Insomma, non ha festeggiato.

 

«Non l’ho fatto quasi mai. Qualche volta una pizza con le amiche, ma comunque non staccando mai del tutto. L’8 come il 9: nella vita reale».

 

Dica la verità: è refrattaria alle liturgie.

 

«Beh, sì. Tutte le liturgie mi sono sembrate gabbie preconfezionate e io ho sempre voluto salvaguardare la mia libertà, a 20 e a 60 anni. Questo non significa che non ci creda».

 

Magari ci crede in maniera diversa.

 

«Mi sembra ovvio e banale sostenere che l’emancipazione e la parità delle donne non costituisce un processo ancora compiuto, che occorre fare sempre di più e avere la massima costante attenzione su questo tema. Penso agli episodi di femminicidio che si susseguono in sequenza tragica e che mostrano l’esistenza di una subcultura dove la donna è vista come bene di possesso totale. Ciò è intollerabile e delinea un fronte dove non si è ancora vinto. Non vorremmo mica mettere in discussione la potenza simbolica di alcune date, l’8 marzo o il Primo maggio».

 

Allora?

 

«Allora, con uguale nettezza, dobbiamo anche dire che passi avanti sono stati compiuti, proprio per il merito di chi ha condotto certe battaglie».

Ma l’Eurostat dice che le donne continuano a guadagnare il 17% in meno degli uomini, è come se fino al 7 marzo lavorassero gratis.

 

«Io, da avvocato, guadagno come un uomo e forse di più, e vedo intorno a me donne in situazioni simili. Sicuramente si tratta di una professione particolare, simile a quella di ingegnere, però credo sia onesto dire che oggi non è più difficile come una volta. Il punto è un altro».

 

Quale?

 

«Che c’è ancora una percentuale limitata di donne in posizioni apicali e si deve mirare a ribaltare le statistiche creando condizioni che consentano alle donne di dedicarsi al lavoro e contemporaneamente agli affetti e alla famiglia: si tratta di costruire un equilibrio che riesca a conciliare le attività ed è necessario rimodellare lo Stato sociale sui tempi mutati».

 

Come?

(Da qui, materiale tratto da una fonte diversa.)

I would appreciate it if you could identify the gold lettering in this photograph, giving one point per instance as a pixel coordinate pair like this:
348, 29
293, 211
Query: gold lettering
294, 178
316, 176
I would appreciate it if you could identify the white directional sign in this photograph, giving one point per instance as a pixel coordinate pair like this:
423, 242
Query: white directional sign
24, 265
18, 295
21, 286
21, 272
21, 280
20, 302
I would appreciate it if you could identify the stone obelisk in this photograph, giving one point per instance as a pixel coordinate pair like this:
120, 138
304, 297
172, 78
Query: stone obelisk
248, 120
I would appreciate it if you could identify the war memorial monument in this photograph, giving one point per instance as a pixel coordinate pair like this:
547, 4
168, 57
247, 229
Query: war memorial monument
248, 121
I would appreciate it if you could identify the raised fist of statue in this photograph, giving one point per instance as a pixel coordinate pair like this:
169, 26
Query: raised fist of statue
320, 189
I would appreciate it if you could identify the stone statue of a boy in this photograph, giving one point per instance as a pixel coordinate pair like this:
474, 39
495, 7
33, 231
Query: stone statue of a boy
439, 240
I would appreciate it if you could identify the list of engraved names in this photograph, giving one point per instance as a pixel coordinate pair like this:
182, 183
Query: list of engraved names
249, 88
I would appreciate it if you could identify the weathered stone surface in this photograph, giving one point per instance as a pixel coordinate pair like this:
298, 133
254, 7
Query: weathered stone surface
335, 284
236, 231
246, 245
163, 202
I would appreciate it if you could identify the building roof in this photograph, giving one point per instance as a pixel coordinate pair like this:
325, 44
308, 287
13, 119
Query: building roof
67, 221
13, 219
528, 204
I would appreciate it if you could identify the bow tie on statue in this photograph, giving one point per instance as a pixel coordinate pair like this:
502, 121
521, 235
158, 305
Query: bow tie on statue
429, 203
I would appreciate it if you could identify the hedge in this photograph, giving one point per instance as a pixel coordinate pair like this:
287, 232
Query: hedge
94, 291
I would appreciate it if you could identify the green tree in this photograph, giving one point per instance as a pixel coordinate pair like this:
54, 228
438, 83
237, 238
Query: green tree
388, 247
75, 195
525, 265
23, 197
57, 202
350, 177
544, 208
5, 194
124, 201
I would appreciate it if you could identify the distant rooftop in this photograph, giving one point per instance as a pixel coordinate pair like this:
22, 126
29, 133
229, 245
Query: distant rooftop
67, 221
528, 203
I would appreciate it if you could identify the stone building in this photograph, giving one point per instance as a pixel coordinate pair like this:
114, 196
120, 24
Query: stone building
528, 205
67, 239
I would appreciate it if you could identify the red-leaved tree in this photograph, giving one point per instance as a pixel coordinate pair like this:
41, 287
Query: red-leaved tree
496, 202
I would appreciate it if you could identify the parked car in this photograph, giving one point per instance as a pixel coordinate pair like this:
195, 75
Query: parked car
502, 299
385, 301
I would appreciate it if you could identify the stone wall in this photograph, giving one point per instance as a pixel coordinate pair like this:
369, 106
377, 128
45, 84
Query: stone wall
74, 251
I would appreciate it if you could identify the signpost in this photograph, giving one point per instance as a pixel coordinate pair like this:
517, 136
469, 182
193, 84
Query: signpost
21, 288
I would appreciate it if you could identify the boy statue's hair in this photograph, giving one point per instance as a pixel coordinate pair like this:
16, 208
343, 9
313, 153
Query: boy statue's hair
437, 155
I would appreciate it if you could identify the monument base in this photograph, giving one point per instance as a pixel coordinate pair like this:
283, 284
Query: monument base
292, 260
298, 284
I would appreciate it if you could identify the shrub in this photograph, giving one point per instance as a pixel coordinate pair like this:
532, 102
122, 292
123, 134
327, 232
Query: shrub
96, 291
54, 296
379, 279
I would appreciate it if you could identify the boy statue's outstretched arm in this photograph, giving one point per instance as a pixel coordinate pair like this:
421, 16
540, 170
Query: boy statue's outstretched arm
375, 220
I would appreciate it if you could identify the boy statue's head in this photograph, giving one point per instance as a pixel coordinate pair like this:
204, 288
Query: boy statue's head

In che modo ci prova lei ad Ancona?

 

«Cercando di investire maggiormente in strutture pubbliche a sostegno. Il fatto è occorrerebbero molti più fondi di quelli che abbiamo a disposizione. Bisogna ridistribuire i carichi nelle famiglie e bisogna farlo su due piani, quello della responsabilità individuale che sfuggiamo spessissimo, specie nella cultura di sinistra, e quello delle politiche sociali. Servono più servizi, più fondi, più risorse per la cura delle persone che non sono solo i bambini piccoli ma anche gli anziani. Io ho una madre di 97 anni e so bene cosa significa».

 

Del resto, la City Mayors Fondation le ha riconosciuto la capacità di apportare “contributi eccezionali alla sua comunità” con una visione del vivere urbano “pertinente a Paesi e città di tutto il mondo”.

 

«Credo che la nostra città in questi anni sia andata un po’ in controtendenza, pur sentendo la crisi in generale ha vissuto una fase di rilancio delle attività economiche, in particolare l’economia del mare. A questo si è accompagnato un risveglio della città, una voglia di riconquistare un senso di appartenenza alla quale hanno concorso anche questi ultimi anni di governo comunale con un’amministrazione riconosciuta molto intraprendente».

Quante donne ha nella giunta al Comune di Ancona?

 

«Quattro su 9 componenti, me compresa».

 

La maggioranza assoluta. In ossequio alle quote rosa?

 

«No, in ossequio alla competenza. Non le ho scelte in quanto donne ma in quanto brave amministratici. Una ha la delega al Porto, che ad Ancona non è propriamente l’Accademia dei Lincei. Non fossero state capaci, avrei preso altri, anche uomini. Pure 8 su 8. Mi sarei beccata una sanzione, però le quote rosa non mi sono mai piaciute e le giudico offensive per le donne».

 

Lei è stata eletta sindaco del mondo nella stagione della protesta mee too, contro le molestie e la violenza alle donne soprattutto sui luoghi di lavoro. La condivide?

 

«Mi batto contro ogni tipo di molestia e di violenza alle donne. Ma mi disturba la dimensione spettacolare, e quindi esagerata, che la denuncia ha preso: è un tratto della nostra società però non credo che ciò faccia bene alla giusta battaglia delle donne».

 

Diverrà responsabile Enti locali nel Pd di Nicola Zingaretti?

 

«Per ora nessuno me lo ha proposto. Nel caso risponderei che si possono fare bene due cose, tre no».